Traffic-based detection doesn’t care about keepalive settings and only triggers when there’s actual evidence of a broken connection.

To prevent rapid cycling between tunnels (which can happen when all tunnels are experiencing intermittent issues), WGnext includes several safety mechanisms:

ProtectionDefaultPurpose
Minimum hold time60 secondsWon’t switch configs more frequently than once per minute
Max cycles before cooldown3After cycling through all configs 3 times…
Cooldown duration5 minutes…enter a 5-minute cooldown before trying again

When running on a fallback tunnel with autoFailback enabled, the monitor periodically probes the primary:

  1. Switch to primary config via adapter.update()
  2. Wait up to 15 seconds for a WireGuard handshake
  3. Check last_handshake_time — if recent, stay on primary
  4. Otherwise, revert to the fallback config

The probe interval is configurable via failbackProbeInterval (default: 300 seconds).

Network path changes (detected via NWPathMonitor) trigger an immediate failback probe when on a fallback tunnel. A network change (e.g., switching Wi-Fi networks) often means the primary may have recovered.

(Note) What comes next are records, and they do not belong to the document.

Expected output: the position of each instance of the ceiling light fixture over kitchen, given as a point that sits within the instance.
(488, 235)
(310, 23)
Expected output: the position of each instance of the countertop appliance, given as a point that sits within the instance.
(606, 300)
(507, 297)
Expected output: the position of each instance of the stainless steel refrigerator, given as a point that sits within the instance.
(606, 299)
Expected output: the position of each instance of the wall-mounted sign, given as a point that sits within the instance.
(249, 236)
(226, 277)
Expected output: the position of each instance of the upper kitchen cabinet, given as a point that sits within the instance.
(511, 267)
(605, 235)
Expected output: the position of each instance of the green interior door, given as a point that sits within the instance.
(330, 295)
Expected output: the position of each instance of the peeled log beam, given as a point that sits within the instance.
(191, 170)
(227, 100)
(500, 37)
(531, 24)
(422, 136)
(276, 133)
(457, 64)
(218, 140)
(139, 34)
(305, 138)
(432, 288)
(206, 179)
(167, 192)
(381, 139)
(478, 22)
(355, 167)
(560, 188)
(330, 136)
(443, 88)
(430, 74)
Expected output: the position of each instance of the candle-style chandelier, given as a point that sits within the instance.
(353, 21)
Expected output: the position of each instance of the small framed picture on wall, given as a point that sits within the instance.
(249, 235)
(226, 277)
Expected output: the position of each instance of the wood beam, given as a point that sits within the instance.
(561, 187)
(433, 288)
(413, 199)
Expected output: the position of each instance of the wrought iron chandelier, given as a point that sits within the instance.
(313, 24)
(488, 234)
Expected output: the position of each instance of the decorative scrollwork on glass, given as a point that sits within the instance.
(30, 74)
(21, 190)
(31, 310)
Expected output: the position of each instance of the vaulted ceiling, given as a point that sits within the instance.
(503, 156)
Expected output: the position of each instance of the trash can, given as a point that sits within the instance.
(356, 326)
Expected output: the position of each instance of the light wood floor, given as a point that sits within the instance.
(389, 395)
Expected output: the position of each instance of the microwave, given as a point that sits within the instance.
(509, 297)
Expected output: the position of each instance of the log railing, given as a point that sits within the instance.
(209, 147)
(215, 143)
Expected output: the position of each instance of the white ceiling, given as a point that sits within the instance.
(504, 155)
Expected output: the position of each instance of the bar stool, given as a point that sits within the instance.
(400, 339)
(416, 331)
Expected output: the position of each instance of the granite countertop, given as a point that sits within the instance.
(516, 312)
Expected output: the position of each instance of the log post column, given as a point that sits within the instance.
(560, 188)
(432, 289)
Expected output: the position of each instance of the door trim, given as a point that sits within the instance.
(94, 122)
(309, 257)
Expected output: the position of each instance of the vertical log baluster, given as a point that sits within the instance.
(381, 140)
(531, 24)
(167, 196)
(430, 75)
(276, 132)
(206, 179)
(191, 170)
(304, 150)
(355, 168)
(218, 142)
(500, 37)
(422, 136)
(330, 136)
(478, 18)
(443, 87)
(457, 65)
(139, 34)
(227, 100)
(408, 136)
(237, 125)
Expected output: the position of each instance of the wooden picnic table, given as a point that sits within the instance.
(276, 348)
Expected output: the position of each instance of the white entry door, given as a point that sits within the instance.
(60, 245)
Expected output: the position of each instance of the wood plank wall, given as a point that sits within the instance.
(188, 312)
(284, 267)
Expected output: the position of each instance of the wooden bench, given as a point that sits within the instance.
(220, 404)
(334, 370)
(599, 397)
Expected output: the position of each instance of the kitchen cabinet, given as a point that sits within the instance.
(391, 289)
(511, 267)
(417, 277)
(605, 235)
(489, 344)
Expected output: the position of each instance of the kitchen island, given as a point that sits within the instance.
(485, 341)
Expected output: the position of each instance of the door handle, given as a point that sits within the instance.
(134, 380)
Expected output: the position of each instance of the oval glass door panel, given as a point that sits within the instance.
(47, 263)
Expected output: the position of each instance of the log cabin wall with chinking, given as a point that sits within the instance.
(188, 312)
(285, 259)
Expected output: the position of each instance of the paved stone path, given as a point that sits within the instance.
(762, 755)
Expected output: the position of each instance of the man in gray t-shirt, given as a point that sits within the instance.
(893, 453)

  • NWPathMonitor detects network offline → triggers temporary shutdown of the WireGuard backend
  • When the network recovers, the backend restarts and health monitoring resumes
  • wgDisableSomeRoamingForBrokenMobileSemantics is called for iOS-specific roaming behavior
  • Default MTU: 1280
  • Network changes trigger socket bumping (wgBumpSockets) instead of full backend restart
  • Default MTU calculation uses tunnelOverheadBytes = 80